CLEF Newsletter - September 2019
“The greatest hazard of all, losing one’s self, can occur very quietly in the world, as if it were nothing at all. No other loss can occur so quietly; any other loss - an arm, a leg, five dollars, a wife, etc. - is sure to be noticed.” ― Søren Kierkegaard
“Losing your life is not the worst thing that can happen. The worst thing is to lose your reason for living.” ― Jo Nesbo
“Sometimes, even to live is an act of courage. – Seneca
“O Lord, I have cried out by day and in the night before Thee. Let my prayer come before Thee; incline Thine ear to my cry! For my soul has had enough troubles, and my life has drawn near to Sheol. I am reckoned among those who go down to the pit; I have become like a man without strength, forsaken among the dead, like the slain who lie in the grave, whom Thou dost remember no more, and they are cut off from Thy hand. Thou hast put me in the lowest pit, in dark places, in the depths. Thy wrath has rested upon me, and Thou hast afflicted me with all Thy waves… (Psalm 88:1-7)

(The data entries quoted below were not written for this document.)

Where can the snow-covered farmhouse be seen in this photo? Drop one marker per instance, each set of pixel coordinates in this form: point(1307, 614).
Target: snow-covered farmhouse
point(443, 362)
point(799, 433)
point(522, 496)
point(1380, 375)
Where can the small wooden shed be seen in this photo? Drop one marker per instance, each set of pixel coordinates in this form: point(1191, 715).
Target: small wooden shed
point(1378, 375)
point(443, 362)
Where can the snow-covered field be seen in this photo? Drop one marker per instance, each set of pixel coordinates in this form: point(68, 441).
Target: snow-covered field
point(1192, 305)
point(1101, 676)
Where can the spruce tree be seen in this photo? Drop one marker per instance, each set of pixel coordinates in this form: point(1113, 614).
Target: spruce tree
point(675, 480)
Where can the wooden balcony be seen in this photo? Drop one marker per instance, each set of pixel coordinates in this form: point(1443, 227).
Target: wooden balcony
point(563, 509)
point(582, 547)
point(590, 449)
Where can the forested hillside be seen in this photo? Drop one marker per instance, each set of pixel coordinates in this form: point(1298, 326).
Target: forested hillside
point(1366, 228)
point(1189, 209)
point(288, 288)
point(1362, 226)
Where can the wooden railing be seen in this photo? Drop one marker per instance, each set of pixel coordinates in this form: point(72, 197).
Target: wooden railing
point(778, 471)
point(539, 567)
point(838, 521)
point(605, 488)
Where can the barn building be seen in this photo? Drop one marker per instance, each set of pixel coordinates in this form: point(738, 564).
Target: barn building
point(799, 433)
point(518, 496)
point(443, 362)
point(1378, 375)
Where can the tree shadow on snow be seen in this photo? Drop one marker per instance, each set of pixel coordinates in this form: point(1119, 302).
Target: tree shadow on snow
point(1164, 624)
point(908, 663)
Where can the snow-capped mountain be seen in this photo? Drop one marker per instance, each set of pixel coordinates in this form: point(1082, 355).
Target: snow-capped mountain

The quietest and most insidious killer in the world, one that can take us down as it slices deeper and deeper into our soul each day and agonizing moment through the night, is an often irrepressible and dispassionate darkness that envelopes and suffocates every element of hope we have left. Mental and emotional depression, and especially that which can so deftly fragment and ultimately collapse us into despair is an unpredictable, uncontrollable and terrifying foe, one that can devastate us even when we least expect it to. And there is no description of a darker existence or more overwhelming adversity, or adversary. Dr. Martha Manning, author and speaker (“Unholy Ghost: Writers on Depression”) described depression as “such a cruel punishment. There are no fevers. No rashes. No blood test to send people scurrying in concern. Just the slow erosion of self. As insidious as cancer. It is essentially a solitary experience. A room in hell with only your name on the door.” Another stated “Depression is being colorblind and constantly told how colorful the world is.”
Once again our LE community has been rocked by another tragic casualty of this punishing, lethal nemesis to our profession, touching a beloved family that spanned both the S/O and SDPD. I have responded to more of these than I care to recount, and each time I do, I am, as is everyone involved, left with a hollow sense of futility and regret. We want to rewind the clock, to somehow counteract the process taking place, to turn away the unthinkable and deny its victim. We go home only dreading tomorrow’s truth.
There is an unnerving consistency about depression which makes it difficult to understand and deal with, and that is its inconsistency and difficulty to forecast. It’s a disease that can come upon you without warning and is very individual in its nature and duration. Worst of all, especially by those who have never really tasted its bitterness and taken to some depth by it, those afflicted can be gravely misunderstood and misjudged. When seen by the few who either understand or can empathize, there is hope and help. Yet often those who suffer only generate an increasing exasperation from even loved ones who just want them to get over it, snap out of it, focus on the good things or just dig in and deal with it. It can be hardest at night when robbed of sleep, dealing with the pain of isolation or just raw despair, which only adds to the affliction. It takes tremendous resolve just to press on in day to day responsibilities. Actress Juliette Lewis said the bravest thing she ever did was continuing her life when she just wanted to die. Hanging on is in that sense so very important, realizing somehow that depression in itself is not terminal, but losing all hope can be. Yet acknowledging its impact and getting the help and resource to get you through it can make all the difference, and even bring about a new beginning, stronger and more resilient that before. 20th century German writer and philosopher Hermann Hesse declared that he “had to experience so much stupidity, so many vices, so much error, so much nausea, disillusionment and sorrow, just in order to become a child again and begin anew. I had to experience despair, I had to sink to the greatest mental depths, to thoughts of suicide, in order to experience grace.” School Of Life author Alain de Botton also advises “Don’t despair: despair suggests you are in total control and know what is coming. You don’t - surrender to events with hope.”
Our biology actually changes and adapts to chronic condi-tions, positively or negatively. Allowing depression to continue is never a good thing. Keep your eyes open and your heart sensitive to those around you, be intentionally intrusive, and show that you care. And if it’s you that’s suffering, grab that hand that reaches out to you.
I waited intently for the Lord; and He inclined to me, and heard my cry. He brought me up out of the pit of destruction, out of the mud of the mire; and set my feet upon a rock making my footsteps firm. He put a new song in my mouth, a son of praise to our God… (Ps. 40:1-3)
“Why are you in despair, O my soul: And why are you disturbed within me? Wait for God, for I shall again praise Him, the help of my countenance, and my God.” (43:5).